Most readers will have, by now, seen the dazzling dayglo pink frontage, and the quirky Old T-Shirt Factory sign swaying in the breeze.
And now the hip chain, founded by Masterchef winner Thomasina Miers, will finally be flinging its doors open, with ‘to-go’ burrito bar downstairs and restaurant upstairs. Hell, they’ve even rebranded the adjoining Fruit Bowl – issues now resolved – in their distinctive logo.
For the uninitiated, Wahaca takes Mexican-inspired dishes and sources them as “ethically and locally as possible”. The menu mixes up street food dishes with bigger plates like marinated pork or grilled haddock with all manner of salads, guacamoles and sides.
They invited a couple of hundred locals to road-test the new joint last night, so we popped by to try the food on the house. And the good news is it’s pretty impressive – if, as expected on a pre-launch night, a bit chaotic.
Walk up the industrial staircase – its walls now swooshed up in on-brand colours – and the first impression is of the scale of the dining room. The four classic Leslie Green-designed half-moon leaded windows have been beautifully scrubbed up, allowing natural evening light to flood in (it’s west-facing, remember).

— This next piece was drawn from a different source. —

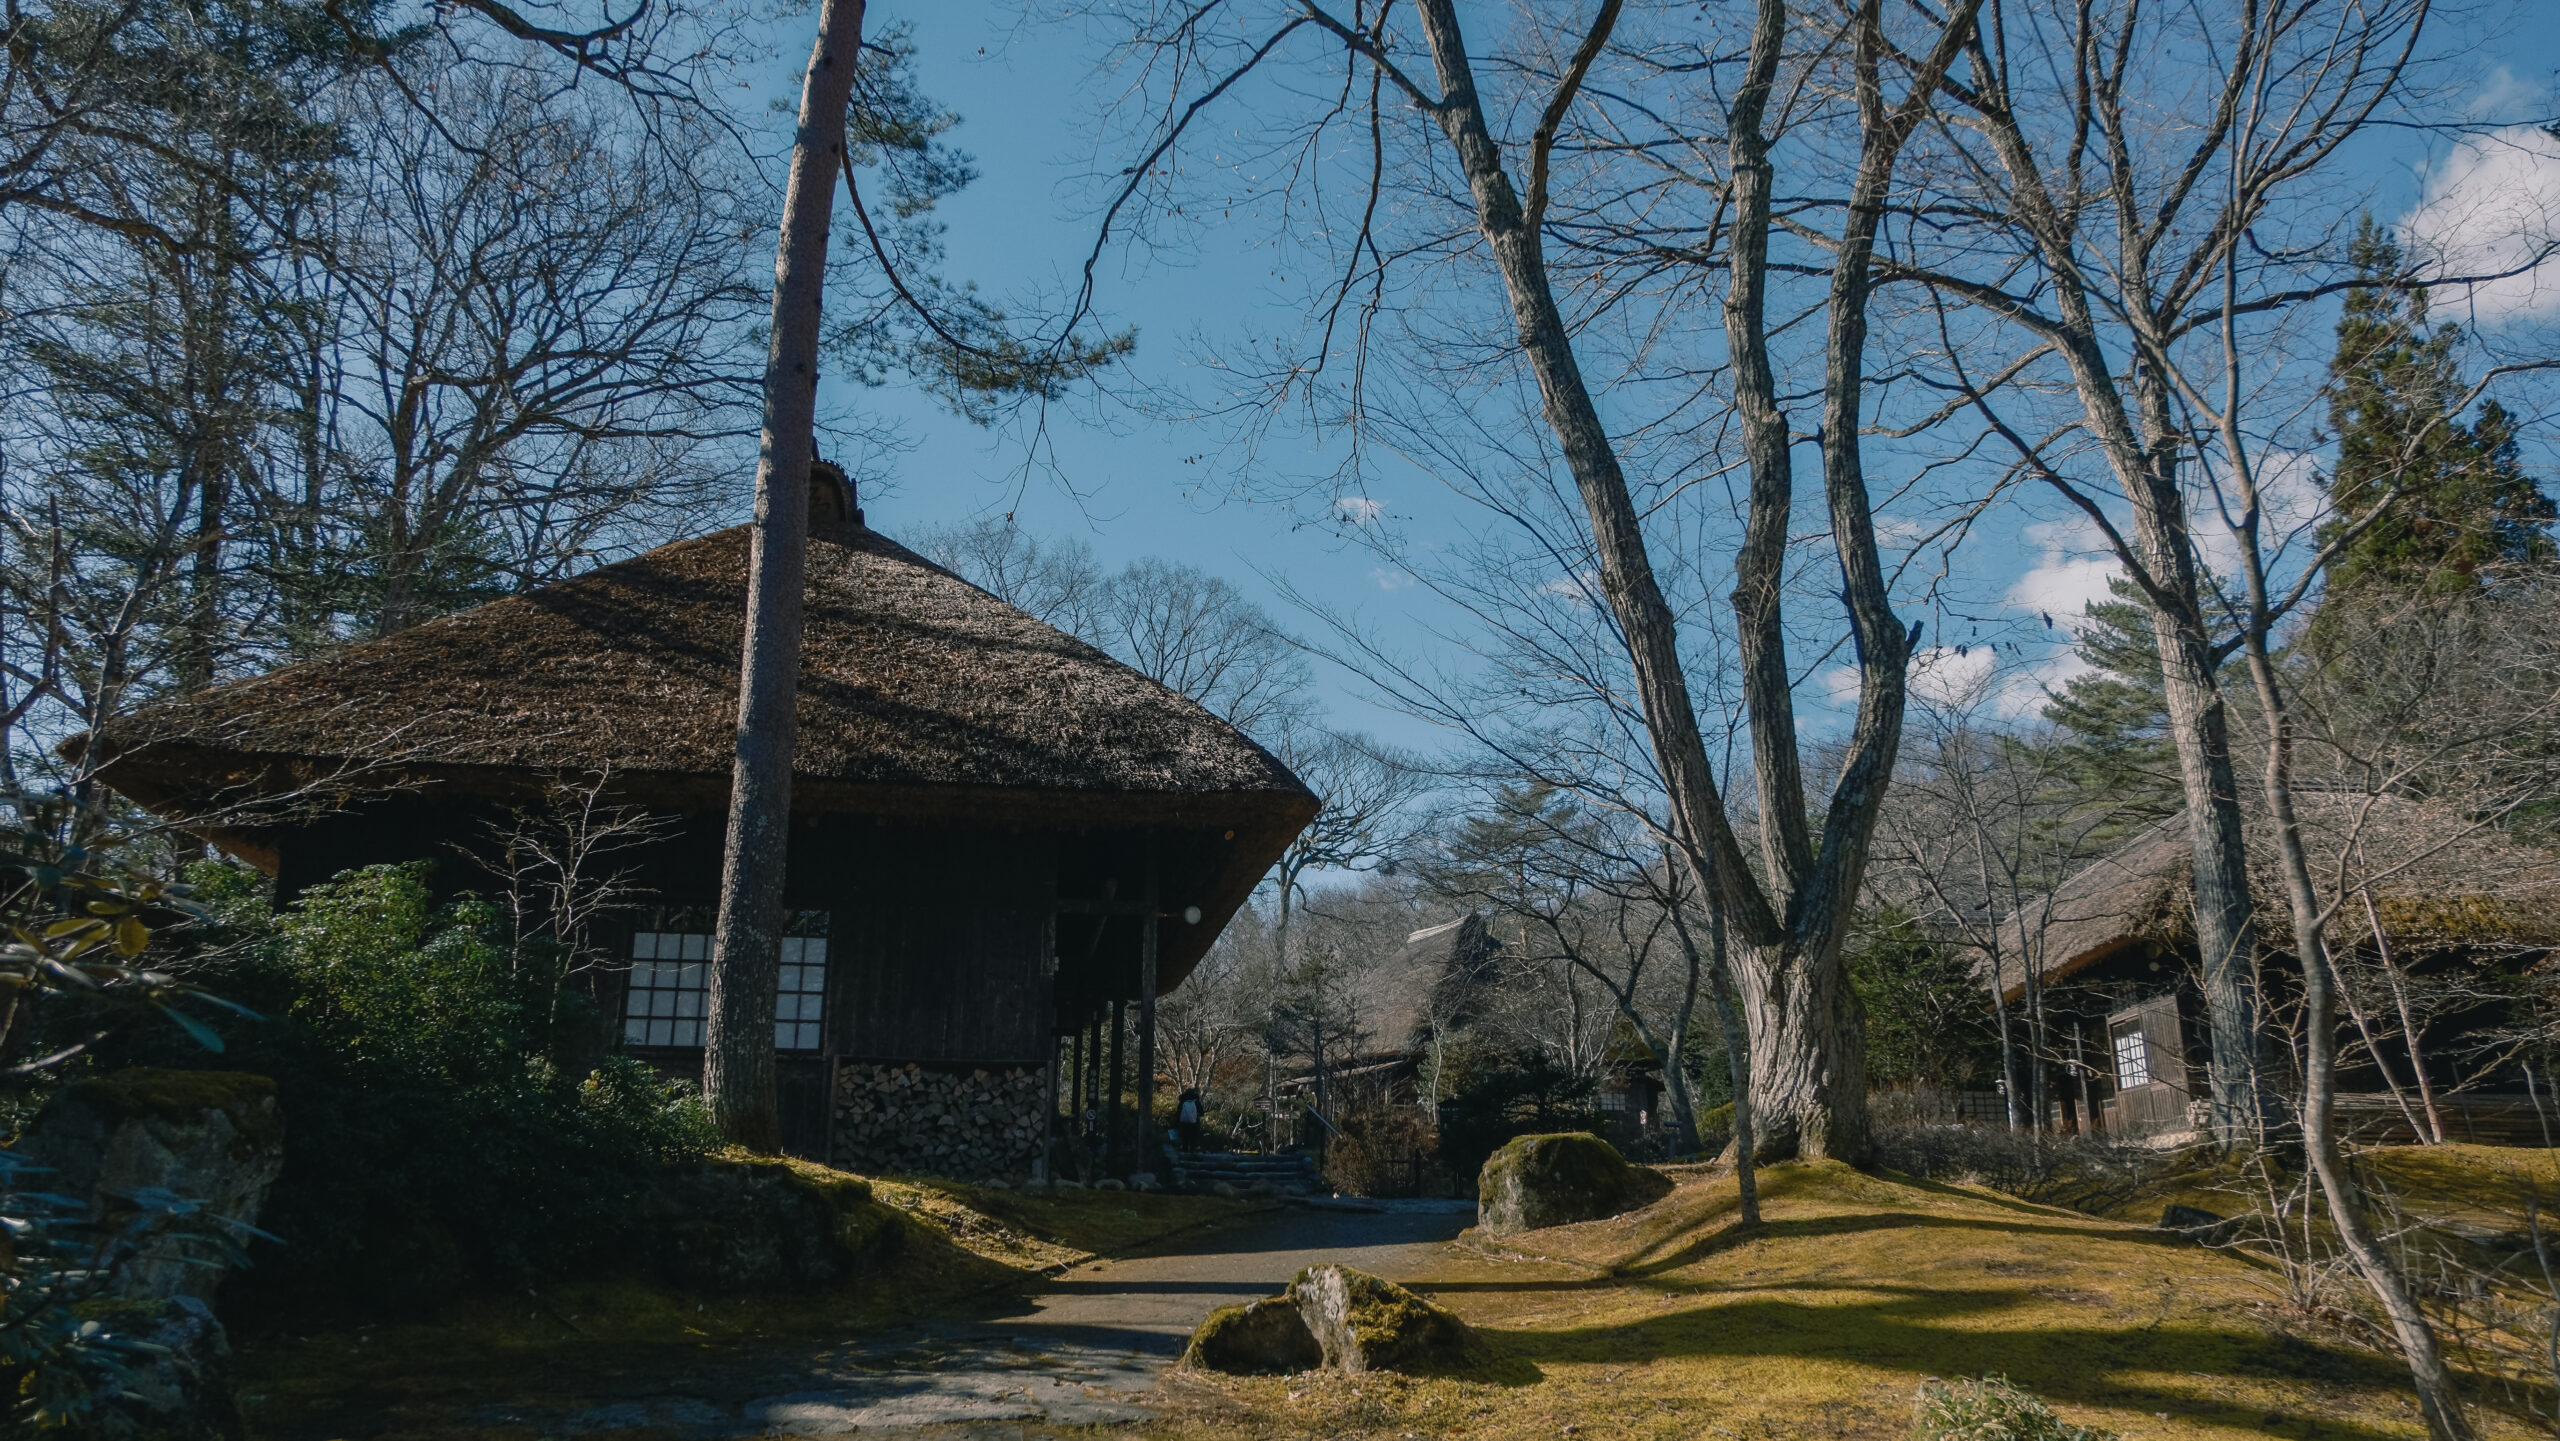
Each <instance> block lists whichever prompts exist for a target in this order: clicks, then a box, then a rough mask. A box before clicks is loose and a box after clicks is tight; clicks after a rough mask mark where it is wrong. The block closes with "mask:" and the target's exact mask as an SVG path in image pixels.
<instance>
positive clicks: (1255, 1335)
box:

There’s no huge overhaul of the former factory interior inside – other than screen-printing machines and dripping paint cans removed, of course – and a sense of its past prevails in its stark concrete floor. Previous occupants, Fifth Column, used to produce all manner of both music and fashion-related t-shirts (including our own range of tees, hoodies and tote bags) before upping sticks to cheaper premises in Tottenham. They lasted an impressive forty years, though (read an interview with affable head honcho Cat Santos here).

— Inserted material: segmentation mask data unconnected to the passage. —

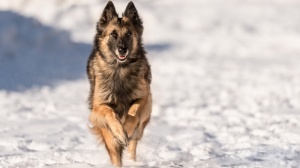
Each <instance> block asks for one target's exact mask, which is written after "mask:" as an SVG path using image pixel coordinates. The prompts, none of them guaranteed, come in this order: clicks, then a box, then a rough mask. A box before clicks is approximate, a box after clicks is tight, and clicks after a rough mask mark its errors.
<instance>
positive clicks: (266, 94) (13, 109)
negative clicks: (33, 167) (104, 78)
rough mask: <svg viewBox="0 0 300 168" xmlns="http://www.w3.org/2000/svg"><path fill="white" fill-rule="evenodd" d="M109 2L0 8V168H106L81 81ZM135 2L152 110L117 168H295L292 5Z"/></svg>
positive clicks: (290, 0)
mask: <svg viewBox="0 0 300 168" xmlns="http://www.w3.org/2000/svg"><path fill="white" fill-rule="evenodd" d="M114 2H115V5H116V7H117V10H118V11H119V13H120V14H121V13H122V12H121V11H123V10H124V8H125V6H126V3H127V2H125V1H114ZM105 4H106V1H103V0H102V1H101V0H89V1H85V0H78V1H72V0H51V1H47V0H42V1H41V0H31V1H26V0H24V1H23V0H10V1H8V0H7V1H0V23H1V24H0V167H45V166H49V167H72V168H73V167H75V168H76V167H80V168H82V167H101V168H102V167H110V161H109V158H108V156H107V154H106V151H105V149H104V147H103V146H101V145H100V146H98V145H97V142H96V140H95V138H94V137H93V136H92V135H91V134H90V133H89V131H88V126H87V125H88V115H89V110H88V106H87V96H88V90H89V88H88V81H87V78H86V76H85V65H86V60H87V57H88V55H89V52H90V48H91V42H92V40H93V34H94V33H95V23H96V21H97V19H98V18H99V17H100V14H101V12H102V9H103V7H104V5H105ZM135 4H136V6H137V9H138V10H139V13H140V15H141V16H142V18H143V20H144V26H145V34H144V42H145V44H146V47H147V50H148V57H149V60H150V63H151V65H152V75H153V84H152V91H153V96H154V105H153V115H152V120H151V123H150V124H149V126H148V127H147V128H146V132H145V135H144V137H143V139H142V141H141V142H140V144H139V146H138V162H136V163H134V162H131V161H130V160H128V159H127V155H126V154H125V157H124V167H145V168H146V167H199V168H200V167H201V168H203V167H208V168H211V167H240V168H242V167H270V168H292V167H293V168H294V167H300V166H299V165H300V66H299V63H300V22H299V20H300V10H299V9H300V2H299V1H297V0H226V1H222V0H201V1H199V0H194V1H192V0H190V1H182V0H172V1H171V0H164V1H158V0H156V1H150V0H145V1H138V2H135Z"/></svg>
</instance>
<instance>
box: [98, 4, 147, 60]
mask: <svg viewBox="0 0 300 168" xmlns="http://www.w3.org/2000/svg"><path fill="white" fill-rule="evenodd" d="M142 33H143V24H142V20H141V18H140V17H139V15H138V12H137V10H136V8H135V6H134V4H133V2H129V3H128V5H127V7H126V9H125V12H124V13H123V15H122V17H121V18H119V17H118V14H117V13H116V10H115V7H114V4H113V3H112V2H111V1H109V2H108V3H107V5H106V7H105V8H104V11H103V13H102V16H101V18H100V20H99V21H98V23H97V35H96V38H95V41H96V45H97V46H96V47H97V49H98V51H99V52H100V55H101V57H103V59H104V60H105V61H106V62H110V63H114V62H119V63H124V62H130V61H133V60H136V59H138V57H139V54H138V52H140V51H139V50H140V48H142V46H141V36H142Z"/></svg>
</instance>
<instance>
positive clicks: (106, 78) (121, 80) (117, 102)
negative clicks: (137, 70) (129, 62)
mask: <svg viewBox="0 0 300 168" xmlns="http://www.w3.org/2000/svg"><path fill="white" fill-rule="evenodd" d="M138 76H139V74H138V73H134V72H132V71H130V70H128V69H117V70H115V71H113V72H111V73H110V74H108V73H107V74H102V77H101V79H102V82H101V85H100V87H101V88H102V89H101V92H102V93H101V94H102V96H103V98H104V99H105V101H106V103H108V104H111V105H119V104H122V105H127V104H128V105H130V103H131V102H132V101H133V99H134V98H133V95H134V93H135V91H136V90H137V89H138V85H139V79H138Z"/></svg>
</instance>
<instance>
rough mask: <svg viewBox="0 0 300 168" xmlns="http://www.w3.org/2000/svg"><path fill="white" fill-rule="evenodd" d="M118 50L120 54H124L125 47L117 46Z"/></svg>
mask: <svg viewBox="0 0 300 168" xmlns="http://www.w3.org/2000/svg"><path fill="white" fill-rule="evenodd" d="M118 51H119V53H120V55H125V54H126V52H127V48H126V47H119V48H118Z"/></svg>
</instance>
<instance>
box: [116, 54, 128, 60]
mask: <svg viewBox="0 0 300 168" xmlns="http://www.w3.org/2000/svg"><path fill="white" fill-rule="evenodd" d="M126 57H127V55H118V59H119V60H120V61H125V59H126Z"/></svg>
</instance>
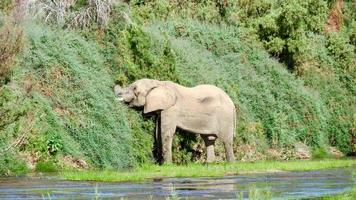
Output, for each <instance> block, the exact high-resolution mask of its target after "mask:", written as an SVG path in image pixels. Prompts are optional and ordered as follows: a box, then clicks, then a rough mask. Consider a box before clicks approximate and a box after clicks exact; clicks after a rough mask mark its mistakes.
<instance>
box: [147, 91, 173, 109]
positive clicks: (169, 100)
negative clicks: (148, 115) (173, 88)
mask: <svg viewBox="0 0 356 200" xmlns="http://www.w3.org/2000/svg"><path fill="white" fill-rule="evenodd" d="M175 103H176V95H175V93H174V91H172V89H170V88H167V87H165V86H158V87H156V88H154V89H152V90H151V91H150V92H149V93H148V94H147V96H146V104H145V106H144V110H143V112H144V113H149V112H153V111H157V110H165V109H168V108H170V107H172V106H173V105H174V104H175Z"/></svg>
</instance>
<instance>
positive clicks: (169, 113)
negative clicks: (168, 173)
mask: <svg viewBox="0 0 356 200" xmlns="http://www.w3.org/2000/svg"><path fill="white" fill-rule="evenodd" d="M114 93H115V96H116V97H117V99H118V100H119V101H123V102H125V103H126V104H128V106H129V107H138V108H142V107H143V113H144V114H154V115H156V116H157V118H156V119H157V120H156V133H155V137H156V138H155V139H156V141H159V143H160V144H159V145H160V146H161V148H160V149H161V152H160V153H161V154H162V158H163V163H172V140H173V135H174V134H175V131H176V129H177V128H178V129H181V130H183V131H186V132H189V133H194V134H200V136H201V137H202V139H203V140H204V143H205V147H206V152H207V155H206V162H208V163H209V162H214V161H215V152H214V145H215V140H216V139H217V138H219V139H220V140H221V141H222V142H223V144H224V147H225V152H226V160H227V161H228V162H233V161H234V153H233V137H234V134H235V120H236V111H235V105H234V103H233V101H232V100H231V98H230V97H229V96H228V95H227V94H226V93H225V92H224V91H223V90H222V89H220V88H218V87H216V86H213V85H198V86H195V87H185V86H182V85H179V84H177V83H174V82H171V81H159V80H155V79H140V80H137V81H135V82H134V83H132V84H130V85H129V86H127V87H125V88H123V87H121V86H120V85H118V84H116V85H115V86H114Z"/></svg>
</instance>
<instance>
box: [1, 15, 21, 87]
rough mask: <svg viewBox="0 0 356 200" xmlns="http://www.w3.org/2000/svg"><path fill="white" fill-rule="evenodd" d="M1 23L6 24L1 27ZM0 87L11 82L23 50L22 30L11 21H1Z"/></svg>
mask: <svg viewBox="0 0 356 200" xmlns="http://www.w3.org/2000/svg"><path fill="white" fill-rule="evenodd" d="M1 23H5V24H4V25H2V26H1ZM0 44H1V46H0V52H1V54H0V87H1V86H2V85H3V84H5V83H6V82H8V81H9V77H10V73H11V68H12V67H13V64H14V63H13V61H14V58H15V56H16V55H17V54H18V53H19V51H20V50H21V48H22V45H23V42H22V30H21V28H19V27H17V26H16V25H15V24H13V23H12V22H10V21H5V22H2V21H1V19H0Z"/></svg>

The space is lit by globes overhead, splashes of colour provided by Wahaca’s signature Mexican pink-and-green furniture and detailing. An open kitchen is awash with chefs; and there are nearly as many enthusiastic waiting staff as punters. In one corner is table football, a magnet for teens and kidults alike, and low bar seating, should you need to wait.Our advice is to bag one of many tables alongside the vast windows overlooking Kentish Town Road. That way you’ll get a real sense of location; and a fresh perspective on a familiar stretch. Sadly, by the time we arrived, it was packed, so we were squished in a more anonymous, brightly-lit back area – which, we concluded, recalled any one of the branches across the capital.
So what of the food? Well, if you’ve eaten at another Wahaca, you’ll know what to expect. It’s all about sharing, although many of the tacos come in threes, instigating the inevitable no-you-have-it-really-it’s-OK style palaver. The plates arrive when they’re ready: ours all came at once, and so we fought over tasty chargrilled skirt steak with chipotle salsa, pulled pork tacos (pictured), poached chicken taquitos (tortillas), a really good salmon sashimi tostada with crispy onions and avocado, a gooey chilli quesadilla, and zesty pea and mint empanada. Nearly every dish is about £4, so it’s easy to roam the menu. And there’s a full range of scary tequilas and Mexican cocktails too, but we didn’t risk them on a Tuesday.
Downstairs is the daytime-only burrito bar, once the reception for the former factory, with its tangle of huge plants, dozing office dog and bottle-green original tiling. Now it’s been reinvented as a convenient pit stop for office workers and commuters in need of some lunchtime Mexican heat.
Oh and, for the hell of it, have a butcher’s at this busy view from the roof, where we were lucky enough to clamber up a few years back. A potential outdoor dining terrace, perhaps? Well, you never know.